Sherbrooke Research and Development Center, Agriculture and Agri-Food Canada, Sherbrooke, QC, Canada.
Department of Biology, Université de Sherbrooke, Sherbrooke, QC, Canada.
Front Immunol. 2020 Jan 8;10:2874. doi: 10.3389/fimmu.2019.02874. eCollection 2019.

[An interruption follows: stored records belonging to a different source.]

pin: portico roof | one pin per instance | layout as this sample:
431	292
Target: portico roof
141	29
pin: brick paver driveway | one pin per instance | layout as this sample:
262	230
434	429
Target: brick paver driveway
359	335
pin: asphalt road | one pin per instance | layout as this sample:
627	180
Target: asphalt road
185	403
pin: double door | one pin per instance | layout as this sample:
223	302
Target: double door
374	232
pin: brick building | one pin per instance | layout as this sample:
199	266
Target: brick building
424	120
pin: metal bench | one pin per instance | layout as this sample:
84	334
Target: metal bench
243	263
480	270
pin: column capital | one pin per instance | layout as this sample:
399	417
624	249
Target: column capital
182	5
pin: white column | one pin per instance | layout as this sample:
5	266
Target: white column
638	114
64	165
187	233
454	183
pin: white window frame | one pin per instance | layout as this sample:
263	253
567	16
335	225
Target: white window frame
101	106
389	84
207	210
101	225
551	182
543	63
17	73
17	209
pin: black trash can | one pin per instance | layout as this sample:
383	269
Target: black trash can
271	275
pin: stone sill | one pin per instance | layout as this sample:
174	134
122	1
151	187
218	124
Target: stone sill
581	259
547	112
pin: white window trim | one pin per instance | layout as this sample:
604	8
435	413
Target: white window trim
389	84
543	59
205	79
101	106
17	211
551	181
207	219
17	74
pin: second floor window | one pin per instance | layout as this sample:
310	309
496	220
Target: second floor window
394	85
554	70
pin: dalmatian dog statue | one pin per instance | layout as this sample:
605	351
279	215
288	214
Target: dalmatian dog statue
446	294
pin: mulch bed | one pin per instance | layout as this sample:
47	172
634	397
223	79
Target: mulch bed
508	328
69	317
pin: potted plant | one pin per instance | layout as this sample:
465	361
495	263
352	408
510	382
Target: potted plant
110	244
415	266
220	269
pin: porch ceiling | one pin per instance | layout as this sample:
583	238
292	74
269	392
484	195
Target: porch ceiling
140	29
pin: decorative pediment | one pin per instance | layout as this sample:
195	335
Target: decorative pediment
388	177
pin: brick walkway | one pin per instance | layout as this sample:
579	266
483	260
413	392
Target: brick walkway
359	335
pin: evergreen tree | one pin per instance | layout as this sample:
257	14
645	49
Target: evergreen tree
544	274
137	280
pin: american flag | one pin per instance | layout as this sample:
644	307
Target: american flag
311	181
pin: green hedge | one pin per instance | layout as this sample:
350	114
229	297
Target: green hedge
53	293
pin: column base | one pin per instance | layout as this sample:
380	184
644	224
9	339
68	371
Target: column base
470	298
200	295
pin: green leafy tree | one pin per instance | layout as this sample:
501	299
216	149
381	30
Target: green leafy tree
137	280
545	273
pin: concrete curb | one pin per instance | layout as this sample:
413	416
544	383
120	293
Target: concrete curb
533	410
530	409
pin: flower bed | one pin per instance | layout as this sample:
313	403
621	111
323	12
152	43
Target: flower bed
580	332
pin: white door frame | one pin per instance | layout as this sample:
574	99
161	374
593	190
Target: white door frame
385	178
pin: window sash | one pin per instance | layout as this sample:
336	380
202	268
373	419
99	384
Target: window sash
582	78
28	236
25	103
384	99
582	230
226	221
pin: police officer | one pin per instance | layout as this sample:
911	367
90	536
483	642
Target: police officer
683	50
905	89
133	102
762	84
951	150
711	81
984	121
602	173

spp. (MAP) is the causative agent of Johne's disease (JD), also known as paratuberculosis, in ruminants. The mechanisms of JD pathogenesis are not fully understood, but it is known that MAP subverts the host immune system by using macrophages as its primary reservoir. MAP infection in macrophages is often studied in healthy cows or experimentally infected calves, but reports on macrophages from naturally infected cows are lacking. In our study, primary monocyte-derived macrophages (MDMs) from cows diagnosed as positive (+) or negative (-) for JD were challenged with live MAP. Analysis using next-generation RNA sequencing revealed that macrophages from JD(+) cows did not present a definite pattern of response to MAP infection. Interestingly, a considerable number of genes, up to 1436, were differentially expressed in JD(-) macrophages. The signatures of the infection time course of 1, 4, 8, and 24 h revealed differential expression of , and among other genes, with major effects on host signaling pathways. While several immune pathways were affected by MAP, other pathways related to hepatic fibrosis/hepatic stellate cell activation, lipid homeostasis, such as LXR/RXR (liver X receptor/retinoid X receptor) activation pathways, and autoimmune diseases (rheumatoid arthritis or atherosclerosis) also responded to the presence of live MAP. Comparison of the profiles of the unchallenged MDMs from JD(+) vs. JD(-) cows showed that 868 genes were differentially expressed, suggesting that these genes were already affected before monocytes differentiated into macrophages. The downregulated genes predominantly modified the general cell metabolism by downregulating amino acid synthesis and affecting cholesterol biosynthesis and other energy production pathways while introducing a pro-fibrotic pattern associated with foam cells. The upregulated genes indicated that lipid homeostasis was already supporting fat storage in uninfected JD(+) MDMs. For JD(+) MDMs, differential gene expression expounds long-term mechanisms established during disease progression of paratuberculosis. Therefore, MAP could further promote disease persistence by influencing long-term macrophage behavior by using both tolerance and fat-storage states. This report contributes to a better understanding of MAP's controls over the immune cell response and mechanisms of MAP survival.
种。(MAP)是引起牛分枝杆菌病(JD)的病原体,也称为副结核病,在反刍动物中。JD 发病机制的机制尚不完全清楚,但已知 MAP 通过将巨噬细胞作为其主要储库来颠覆宿主免疫系统。MAP 在巨噬细胞中的感染通常在健康奶牛中进行研究或在实验感染的小牛中进行研究,但缺乏关于自然感染奶牛的巨噬细胞的报告。在我们的研究中,从被诊断为 JD(+)或 JD(-)的奶牛中分离的原代单核细胞衍生的巨噬细胞(MDM)用活 MAP 进行了挑战。使用下一代 RNA 测序进行的分析表明,来自 JD(+)奶牛的巨噬细胞对 MAP 感染没有呈现出确定的反应模式。有趣的是,多达 1436 个基因在 JD(-)巨噬细胞中差异表达。感染时间过程 1、4、8 和 24 h 的特征揭示了、等基因的差异表达,这些基因对宿主信号通路有重大影响。虽然 MAP 影响了几个免疫途径,但其他与肝纤维化/肝星状细胞激活、脂质稳态相关的途径,如 LXR/RXR(肝 X 受体/视黄酸 X 受体)激活途径和自身免疫性疾病(类风湿关节炎或动脉粥样硬化)也对活 MAP 的存在做出了反应。比较 JD(+)与 JD(-)奶牛的未受挑战的 MDM 之间的谱表明,有 868 个基因差异表达,这表明这些基因在单核细胞分化为巨噬细胞之前就已经受到影响。下调的基因主要通过下调氨基酸合成和影响胆固醇生物合成和其他能量产生途径来修饰一般细胞代谢,同时引入与泡沫细胞相关的促纤维化模式。上调的基因表明,脂质稳态已经在未感染的 JD(+)MDM 中支持脂肪储存。对于 JD(+)MDM,差异基因表达阐述了副结核病进展过程中建立的长期机制。因此,MAP 通过利用耐受和脂肪储存状态来影响长期巨噬细胞行为,可能进一步促进疾病的持续存在。本报告有助于更好地理解 MAP 对免疫细胞反应的控制以及 MAP 存活的机制。